I have a cloud batch job which first has two runnables:

  1. execute a bash script to install pinned GPU drivers (the install_gpu_drivers = True option does not work for me as it installed CUDA13 drivers)
  2. a python script using dask to perform a data science process, using the GPUs

Since 24th February which is coincidentally when batch-cos-stable-official-20260218-01-p00 was released, the job now leaks arguments from the first bash script runnable to the second, which causes it to fail (with unrecognised arguments errors).

I can’t be the only one with this problem, yet there is no fix?

Actually it isn’t leaking variables, but the batch-agent is possibly passing additional variables to the second task. This is new behaviour as of 24th February: what’s going on?

and today my jobs failed because the ENTRYPOINT in the docker container isn’t being respected any more.

I’ve had to manually specify it in the batch job params.

What is going on with this service? Is it stable?

Hi output4616,

First, please accept our apologies for the late response and the frustration these issues caused while you were waiting for a resolution.

We have been investigating the specific behaviors you reported, and I can now provide some clarity on what happened:

  • Argument “Leaking” (Feb 24th): You were correct—an internal update intended to improve GPU driver discovery on Cloud Batch (specifically for COS images) unintentionally altered how container commands and arguments were wrapped.

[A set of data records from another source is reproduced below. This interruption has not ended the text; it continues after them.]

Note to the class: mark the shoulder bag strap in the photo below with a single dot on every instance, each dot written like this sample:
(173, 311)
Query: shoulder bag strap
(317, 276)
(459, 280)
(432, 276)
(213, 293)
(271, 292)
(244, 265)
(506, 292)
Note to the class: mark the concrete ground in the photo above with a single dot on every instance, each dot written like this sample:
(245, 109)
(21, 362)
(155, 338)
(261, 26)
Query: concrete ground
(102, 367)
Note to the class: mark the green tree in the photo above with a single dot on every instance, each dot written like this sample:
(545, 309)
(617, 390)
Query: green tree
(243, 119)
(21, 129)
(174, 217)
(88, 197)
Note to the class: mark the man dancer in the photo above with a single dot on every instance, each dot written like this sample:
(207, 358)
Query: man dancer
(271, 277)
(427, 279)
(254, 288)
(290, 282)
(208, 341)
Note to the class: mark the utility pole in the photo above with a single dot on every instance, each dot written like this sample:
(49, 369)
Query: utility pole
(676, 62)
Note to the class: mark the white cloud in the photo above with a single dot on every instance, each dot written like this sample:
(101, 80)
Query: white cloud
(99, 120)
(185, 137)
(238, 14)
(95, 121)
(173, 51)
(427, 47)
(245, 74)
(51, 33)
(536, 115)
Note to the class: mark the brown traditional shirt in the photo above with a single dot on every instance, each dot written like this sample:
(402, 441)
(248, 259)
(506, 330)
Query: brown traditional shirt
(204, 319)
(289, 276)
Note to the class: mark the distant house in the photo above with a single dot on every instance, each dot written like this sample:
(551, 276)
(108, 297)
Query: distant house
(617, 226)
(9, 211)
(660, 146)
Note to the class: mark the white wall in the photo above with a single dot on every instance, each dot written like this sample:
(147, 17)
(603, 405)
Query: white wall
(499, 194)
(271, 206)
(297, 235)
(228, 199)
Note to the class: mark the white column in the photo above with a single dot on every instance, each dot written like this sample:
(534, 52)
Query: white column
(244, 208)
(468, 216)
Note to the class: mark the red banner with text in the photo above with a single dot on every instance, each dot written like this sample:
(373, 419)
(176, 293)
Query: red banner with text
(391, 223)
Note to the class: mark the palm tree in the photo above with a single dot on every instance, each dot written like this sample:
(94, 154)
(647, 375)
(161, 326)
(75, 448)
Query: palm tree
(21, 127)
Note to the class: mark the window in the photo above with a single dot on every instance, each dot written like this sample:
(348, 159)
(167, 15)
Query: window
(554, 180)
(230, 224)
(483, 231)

  • This problematic change was rolled back, and have since deployed a permanent fix that resolves the GPU discovery issue without affecting standard container execution.

  • ENTRYPOINT Issues (March 19th): It seems that the new logic introduced a side effect causing the service to stop respecting container ENTRYPOINTs.

    Could you let us know if you are still seeing this issue today? If your jobs are still failing to respect the ENTRYPOINT or requiring manual overrides, we want to know so we can refine the logic and provide a proper fix that doesn’t require workarounds.

Thank you for your patience and for surfacing this.